As a sword, we’re seeing states tell providers that if they’re not complying with these price transparency laws, then they can’t collect on their medical debt and other innovative legislative type actions. This means if a provider isn’t transparent, the patient would not be held liable for the debt, which offers significant protection. We are seeing this type of legislation because there’s so much pushback from the providers on disclosing information.

It’s also important that price transparency extends beyond providers. Insurance companies and plans also need to be transparent with their members so it’s a comprehensive effort across the entire healthcare ecosystem.

MTDHN: What role does financial literacy play in managing medical debt and how can healthcare providers support patients in this area?

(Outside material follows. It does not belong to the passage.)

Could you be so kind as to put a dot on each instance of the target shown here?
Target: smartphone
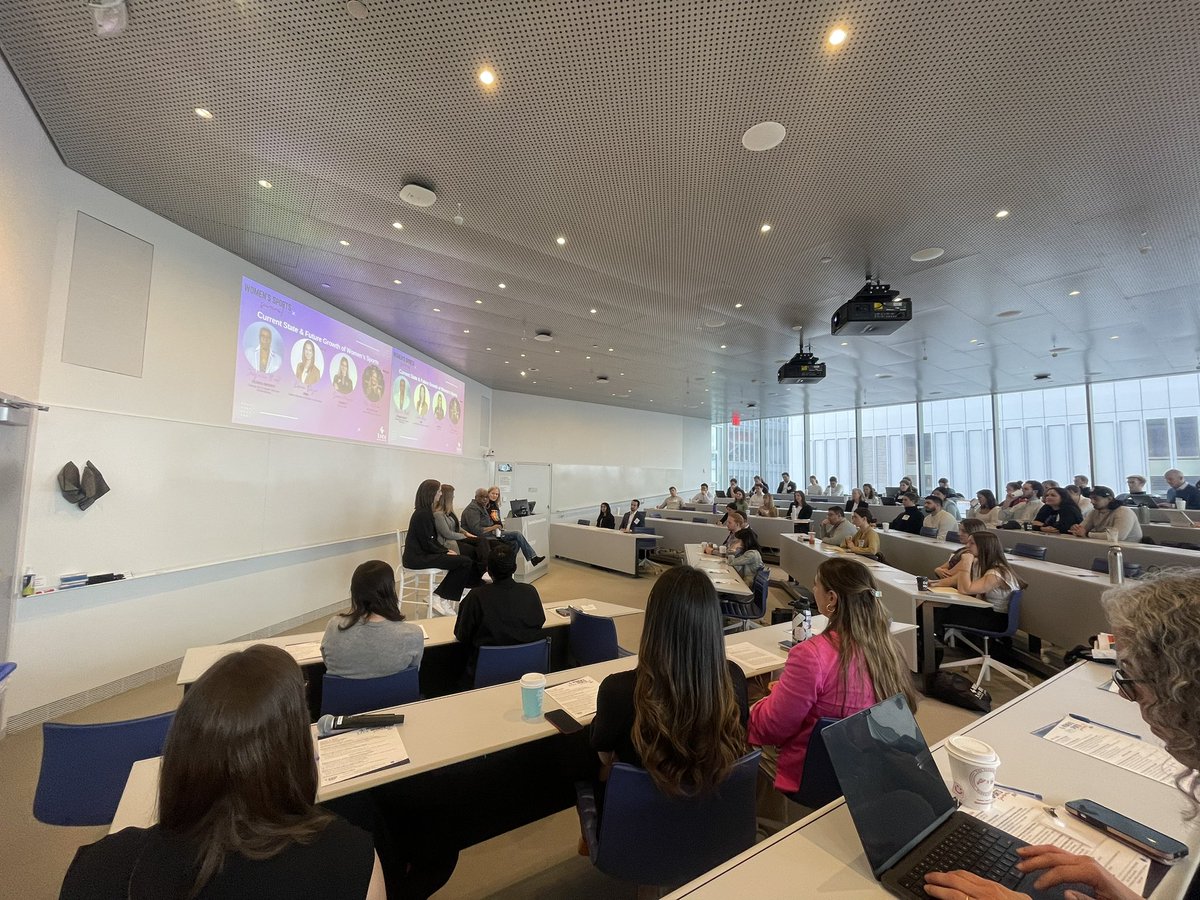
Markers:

CC: Financial literacy plays an important role in managing medical debt, especially since many Americans are living paycheck to paycheck. Balancing their everyday expenses with medical debt is very challenging.

Healthcare providers must first avoid taking advantage of the vulnerable population, especially those living from one pay period to the next.  I think they should discontinue the use of medical lenders who are charging excessive interest rates to finance medical bills. Unfortunately, we’re seeing more providers pushing people to use these companies which results in patients entering a contract that is very hard to get out of and they’re stuck paying and with high interest rates.

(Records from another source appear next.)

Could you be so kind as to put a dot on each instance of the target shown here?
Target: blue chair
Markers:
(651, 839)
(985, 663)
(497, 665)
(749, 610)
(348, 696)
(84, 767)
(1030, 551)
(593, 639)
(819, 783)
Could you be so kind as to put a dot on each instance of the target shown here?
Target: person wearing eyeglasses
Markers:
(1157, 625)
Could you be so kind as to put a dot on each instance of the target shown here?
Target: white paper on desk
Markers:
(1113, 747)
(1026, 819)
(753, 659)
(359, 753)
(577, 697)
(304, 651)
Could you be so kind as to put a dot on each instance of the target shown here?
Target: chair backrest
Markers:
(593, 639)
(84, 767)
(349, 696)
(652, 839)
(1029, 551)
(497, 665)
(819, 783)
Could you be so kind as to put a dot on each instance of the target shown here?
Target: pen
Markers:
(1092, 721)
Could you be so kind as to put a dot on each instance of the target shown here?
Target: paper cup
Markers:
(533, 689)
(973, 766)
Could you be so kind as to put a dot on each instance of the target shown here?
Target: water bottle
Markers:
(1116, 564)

I think healthcare providers could also do a better job following their own guidelines when it comes to financial aid, making it easier for patients to access what is actually already available.

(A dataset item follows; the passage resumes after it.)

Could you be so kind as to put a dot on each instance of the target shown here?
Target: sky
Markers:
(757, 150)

These two things wouldn’t be a huge change for the provider either. We’re not asking them to absorb all the medical debt – we’re just asking them to not take advantage of vulnerable people and really implement their own policies.

MTDHN: Can you share any success stories where interventions significantly reduced medical debt for patients? What were the key factors in these successes?

CC: I have two different success stories I’d like to share because success isn’t just about the dollar amount – there are softer successes with our business that I believe are equally important.

First, from a dollar value standpoint, one of our largest wins was in defending over $500,000 in balance bills, which were bills that were incurred over a period of time due to a recurring condition. We managed to get the bill completely written off, leaving the patient with no further liability for that amount.

On a smaller scale, which can still have a big impact, our team recently achieved a full write off of a $4,000 bill by persistently negotiating with the provider, making it clear that the bill was unreasonable. The provider ultimately wrote off the entire balance.

Despite the smaller dollar amount, this success is significant because smaller bills are often the ones that are litigated or aggressively collected and end up on your credit report. Being able to tackle and handle those smaller bills on behalf of the patient is impactful. Our team put in a ton of effort to communicate with the member, made sure they were in the loop on what was going on and constantly pushed on the provider until we got it written off.

The key factors in success start with patient buy-in through regular communication and relationship development. It’s important to have open lines of communication with the member and provide them with someone they can trust to handle their situation. Being able to alleviate their concerns is one of the biggest things we can do to calm and reassure them, which in turn allows us to go through our process.

It’s also important to partner with law firms with significant legal experience defending medical bills. Having a law firm’s letterhead on communications or having a lawyer reach out to a provider has a lot of gravitas and adds seriousness to the situation, leading to quicker resolutions.

Additionally, developing relationships with the providers is also important. We’re not burning bridges but rather learning from the providers, understanding their process and tracking trend lines through our proprietary database.  This data allows us to approach providers with concrete information to effectively resolve the medical bills.